Precision has certain lease agreements with a related party for office and warehouse space and vehicles. These agreements expire at varying dates through 2011. Future minimum rental payments required under operating leases that have initial or remaining noncancelable lease terms in excess of one year are as follows:
Year ending: | |
2007 | $ 1,848,030 |
2008 | 1,186,169 |
2009 | 620,827 |
2010 | 242,048 |
2011 | 41,475 |
$ 3,938,549 |
Total rent expense for the years ended December 27, 2006 and 2005 and December 28, 2004, was $2,699,641, $3,740,433 and 5,348,370, respectively.
(7) Profit Sharing Plan
Precision has a profit sharing plan covering substantially all of its employees, which is a qualified plan under Internal Revenue Code Section 401(k). Contributions with respect to the profit sharing provisions of the plan are determined annually by Precision’s board of directors. In addition, Precision will contribute an amount, subject to limitation, based on the employees’ contributions. Contributions to the plan amounted to $305,634, $152,344 and $144,400 for the years ended December 27, 2006 and 2005 and December 28, 2004, respectively.
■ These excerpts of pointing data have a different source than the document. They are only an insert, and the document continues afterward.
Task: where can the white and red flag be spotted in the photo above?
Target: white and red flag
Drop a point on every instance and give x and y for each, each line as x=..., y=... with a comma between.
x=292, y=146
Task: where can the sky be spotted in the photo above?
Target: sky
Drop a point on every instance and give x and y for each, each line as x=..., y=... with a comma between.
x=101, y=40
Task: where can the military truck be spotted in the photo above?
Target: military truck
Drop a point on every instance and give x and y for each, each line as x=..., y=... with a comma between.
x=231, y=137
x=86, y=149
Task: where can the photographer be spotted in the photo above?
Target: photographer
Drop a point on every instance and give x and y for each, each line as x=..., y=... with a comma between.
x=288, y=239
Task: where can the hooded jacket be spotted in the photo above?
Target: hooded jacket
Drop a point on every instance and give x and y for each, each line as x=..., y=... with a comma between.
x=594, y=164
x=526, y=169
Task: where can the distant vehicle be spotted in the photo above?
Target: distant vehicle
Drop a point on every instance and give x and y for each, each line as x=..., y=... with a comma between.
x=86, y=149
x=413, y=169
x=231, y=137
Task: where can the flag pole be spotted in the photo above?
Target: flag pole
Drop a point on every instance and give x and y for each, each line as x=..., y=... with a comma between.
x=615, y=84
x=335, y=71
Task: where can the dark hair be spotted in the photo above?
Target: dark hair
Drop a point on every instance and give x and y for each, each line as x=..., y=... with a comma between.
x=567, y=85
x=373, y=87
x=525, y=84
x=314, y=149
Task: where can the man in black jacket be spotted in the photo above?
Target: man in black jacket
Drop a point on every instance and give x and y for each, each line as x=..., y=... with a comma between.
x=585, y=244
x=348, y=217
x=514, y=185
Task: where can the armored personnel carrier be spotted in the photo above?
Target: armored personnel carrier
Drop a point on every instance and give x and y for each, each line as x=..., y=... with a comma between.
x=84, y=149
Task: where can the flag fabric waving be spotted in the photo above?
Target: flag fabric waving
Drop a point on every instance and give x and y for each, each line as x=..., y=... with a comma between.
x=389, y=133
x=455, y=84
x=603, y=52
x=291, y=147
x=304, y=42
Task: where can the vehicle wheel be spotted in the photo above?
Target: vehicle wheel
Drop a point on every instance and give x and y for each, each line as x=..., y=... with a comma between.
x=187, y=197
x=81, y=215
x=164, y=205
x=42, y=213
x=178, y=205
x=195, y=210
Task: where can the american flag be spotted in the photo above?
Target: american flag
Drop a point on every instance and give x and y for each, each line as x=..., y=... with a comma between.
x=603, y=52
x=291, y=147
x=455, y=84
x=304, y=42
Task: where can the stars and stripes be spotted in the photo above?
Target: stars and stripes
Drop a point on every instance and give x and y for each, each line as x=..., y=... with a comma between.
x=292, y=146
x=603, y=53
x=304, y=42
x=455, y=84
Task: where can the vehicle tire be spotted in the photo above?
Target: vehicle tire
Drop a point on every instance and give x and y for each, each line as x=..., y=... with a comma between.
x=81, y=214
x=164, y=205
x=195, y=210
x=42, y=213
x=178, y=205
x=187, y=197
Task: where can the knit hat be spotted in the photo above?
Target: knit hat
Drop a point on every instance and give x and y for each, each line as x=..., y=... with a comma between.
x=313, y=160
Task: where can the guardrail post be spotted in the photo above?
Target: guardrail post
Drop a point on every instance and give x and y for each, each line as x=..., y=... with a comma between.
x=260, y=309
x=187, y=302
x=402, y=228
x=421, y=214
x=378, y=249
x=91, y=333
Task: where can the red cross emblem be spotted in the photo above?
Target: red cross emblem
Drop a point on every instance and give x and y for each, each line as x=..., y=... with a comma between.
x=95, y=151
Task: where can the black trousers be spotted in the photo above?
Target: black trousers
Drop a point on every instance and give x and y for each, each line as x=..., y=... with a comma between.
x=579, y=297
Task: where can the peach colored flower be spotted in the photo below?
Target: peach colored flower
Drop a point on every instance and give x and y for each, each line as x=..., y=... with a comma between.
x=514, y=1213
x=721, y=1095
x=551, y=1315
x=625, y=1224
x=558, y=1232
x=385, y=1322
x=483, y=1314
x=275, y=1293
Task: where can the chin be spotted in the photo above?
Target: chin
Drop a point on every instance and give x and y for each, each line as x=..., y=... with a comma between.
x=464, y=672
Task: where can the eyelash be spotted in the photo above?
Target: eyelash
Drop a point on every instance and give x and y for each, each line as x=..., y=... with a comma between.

(8) Variable Interest Entities
For the years ended December 27, 2006 and 2005, the Company adopted the provisions of the FIN 46R. The Company determined that it was the primary beneficiary of several VIEs and, therefore, began to consolidate the VIEs. The effect on the Company’s consolidated balance sheet from the consolidation of the VIEs as of December 27, 2006 and 2005 is an increase in assets of $2,755,782 and $7,499,938, respectively, and an increase in liabilities of $8,453,540 and $9,270,191, respectively. With the consolidation of the VIEs, $1,501,668 and $1,770,253 of unallocated accumulated deficits has been added to other assets on the consolidated balance sheet as of December 27, 2006 and 2005, respectively. The VIEs are obligated to fund the unallocated accumulated deficit to Precision. Management believes the primary funding of this obligation would come from unrealized appreciation of the assets held by these VIEs.